Beginning in the Spring 2107, Florida Fair and Open Primaries, Inc., partnered with Open Primaries to engage the Florida Constitution Revision Commission (CRC). The CRC is unique to Florida. It convenes every twenty years to review the state constitution and recommend changes. Despite the fact that open primaries was the second most popular issue raised during a series of public hearings held across the state, the CRC failed to respond to those arguing for a more inclusive electoral process.
In response, we formed a political committee in order to begin circulating petitions for a citizens’ initiative. After our volunteers collected thousands of signatures in a short amount of time, another organization, All Voters Vote, began raising the funds necessary to push it over the finish line but decided to circulate different petitions.
Eyes on 2020 is a national campaign mobilizing independents to call for full access to every stage of the presidential election process in every state. In phase one, independents are pressuring the Democratic and Republican parties to commit to opening all 2020 presidential primaries and caucuses to independent voters. They have the power to do so!
We are excited that one of our supporters, Dr. Jeffrey Solomon, shepherded a resolution to open Florida’s Democratic primaries to independent voters through the Miami-Dade Democratic Executive Committee. His success was replicated the following week in Brevard County.
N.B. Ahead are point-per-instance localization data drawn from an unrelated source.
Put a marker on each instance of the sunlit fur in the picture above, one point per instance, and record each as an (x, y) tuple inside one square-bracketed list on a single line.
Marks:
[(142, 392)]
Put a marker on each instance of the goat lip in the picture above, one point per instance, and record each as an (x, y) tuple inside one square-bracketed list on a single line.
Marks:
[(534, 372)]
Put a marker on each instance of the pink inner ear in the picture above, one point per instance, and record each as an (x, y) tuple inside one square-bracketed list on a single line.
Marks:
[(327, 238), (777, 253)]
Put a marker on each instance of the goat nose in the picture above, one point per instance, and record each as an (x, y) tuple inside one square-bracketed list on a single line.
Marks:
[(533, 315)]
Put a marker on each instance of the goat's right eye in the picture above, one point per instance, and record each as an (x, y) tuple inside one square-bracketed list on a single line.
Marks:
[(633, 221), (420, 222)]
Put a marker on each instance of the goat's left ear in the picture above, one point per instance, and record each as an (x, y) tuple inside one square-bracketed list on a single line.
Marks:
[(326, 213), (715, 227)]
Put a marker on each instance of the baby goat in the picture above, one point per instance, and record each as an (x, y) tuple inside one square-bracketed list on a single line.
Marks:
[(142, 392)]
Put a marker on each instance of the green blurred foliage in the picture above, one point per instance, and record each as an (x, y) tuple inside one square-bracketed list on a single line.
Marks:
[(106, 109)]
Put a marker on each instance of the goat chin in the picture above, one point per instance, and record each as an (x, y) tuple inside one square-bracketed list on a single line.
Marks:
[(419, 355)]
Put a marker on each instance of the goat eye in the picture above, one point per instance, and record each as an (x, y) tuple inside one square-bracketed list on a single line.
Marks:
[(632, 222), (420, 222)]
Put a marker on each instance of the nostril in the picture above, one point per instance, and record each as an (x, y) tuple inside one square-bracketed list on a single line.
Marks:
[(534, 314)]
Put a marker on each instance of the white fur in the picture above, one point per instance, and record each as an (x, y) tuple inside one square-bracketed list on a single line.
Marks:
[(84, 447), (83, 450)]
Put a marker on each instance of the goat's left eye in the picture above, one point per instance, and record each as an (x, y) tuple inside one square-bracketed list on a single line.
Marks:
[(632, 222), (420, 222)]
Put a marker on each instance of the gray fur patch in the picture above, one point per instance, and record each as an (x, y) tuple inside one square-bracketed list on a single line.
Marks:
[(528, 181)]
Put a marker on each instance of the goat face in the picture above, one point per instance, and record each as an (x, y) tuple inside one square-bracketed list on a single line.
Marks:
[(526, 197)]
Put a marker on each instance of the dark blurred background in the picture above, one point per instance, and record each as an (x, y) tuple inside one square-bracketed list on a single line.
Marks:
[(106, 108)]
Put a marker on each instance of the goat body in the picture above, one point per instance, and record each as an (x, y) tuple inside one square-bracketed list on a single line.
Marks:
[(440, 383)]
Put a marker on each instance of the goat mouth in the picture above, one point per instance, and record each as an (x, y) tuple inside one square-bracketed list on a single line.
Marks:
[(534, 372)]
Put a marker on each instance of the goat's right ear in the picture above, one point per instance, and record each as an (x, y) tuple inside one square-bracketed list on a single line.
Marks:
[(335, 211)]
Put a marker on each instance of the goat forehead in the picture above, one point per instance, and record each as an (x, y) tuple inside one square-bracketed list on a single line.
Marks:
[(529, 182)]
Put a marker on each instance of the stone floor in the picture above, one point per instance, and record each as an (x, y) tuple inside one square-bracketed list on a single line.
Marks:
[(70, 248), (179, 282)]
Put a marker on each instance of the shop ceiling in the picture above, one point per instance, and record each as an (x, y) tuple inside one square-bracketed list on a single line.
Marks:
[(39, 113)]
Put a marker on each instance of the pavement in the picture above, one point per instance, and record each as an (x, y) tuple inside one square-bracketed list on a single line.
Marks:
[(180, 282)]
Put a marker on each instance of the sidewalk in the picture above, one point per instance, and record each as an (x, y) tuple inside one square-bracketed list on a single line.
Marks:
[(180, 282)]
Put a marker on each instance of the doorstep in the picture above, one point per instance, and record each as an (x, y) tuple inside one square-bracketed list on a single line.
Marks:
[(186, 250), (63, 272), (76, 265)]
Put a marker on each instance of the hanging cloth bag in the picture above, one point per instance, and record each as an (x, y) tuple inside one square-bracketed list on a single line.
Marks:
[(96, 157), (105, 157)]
The Hillsborough County Democratic Executive Committee is scheduled to take it up on May 16.
Eyes on 2020 is a national campaign mobilizing independents to call for full access to every stage of the presidential election process in every state.
After the Brevard County announcement on their Facebook page, the Chair of the Florida Democratic Party, made a comment stating her opposition. She claimed that our state law prohibits anyone not registered with a party from voting in a primary.
After she was informed that the U.S. Supreme Court ruled this type of state law unconstitutional, she wrote a commentary published in the Sun Sentinel admonishing the state’s Republican Party for its efforts to limit access to the voting booth! We continue to ask her why the 3.6 million independents (27% of the electorate) in our state do not have an equal voice in determining who represents us.
As the Democratic candidates hit the campaign trail, our supporters have begun intersecting them on the question of open primaries. And, as the first televised debate is being held in Miami, we are gearing up to ask each about their position on independents’ lack of participation in our closed primary.
The latest controversy in our state concerns an unnamed county’s voter rolls being hacked by the Russians in 2016. While this, in conjunction with the number of social media accounts spreading dissension traced to Russia during the 2016 election, is a matter of concern and needs attention, the state of Florida should be equally concerned about our closed primaries and the number of citizens being locked out of what is arguably the most important stage in our electoral process.
It is estimated that 26 million Americans were barred from voting in the 2016 presidential elections through closed primaries. Perhaps, Florida, still remembered for its 2000 hanging chad fiasco, should seize this opportunity to change the narrative.
We are proud of Desmond Meade and the Florida Rights Restoration Coalition’s recent victory to restore voting rights to convicted felons who have completed their sentences, but the Florida legislature is currently passing bills that would limit their participation. This is disappointing, but not surprising.
What is surprising is that the leader of the Florida Democratic Party has committed over two million dollars for a voter registration drive, but doesn’t support opening Florida’s primaries to the 3.6 million registered independent voters who are currently locked out.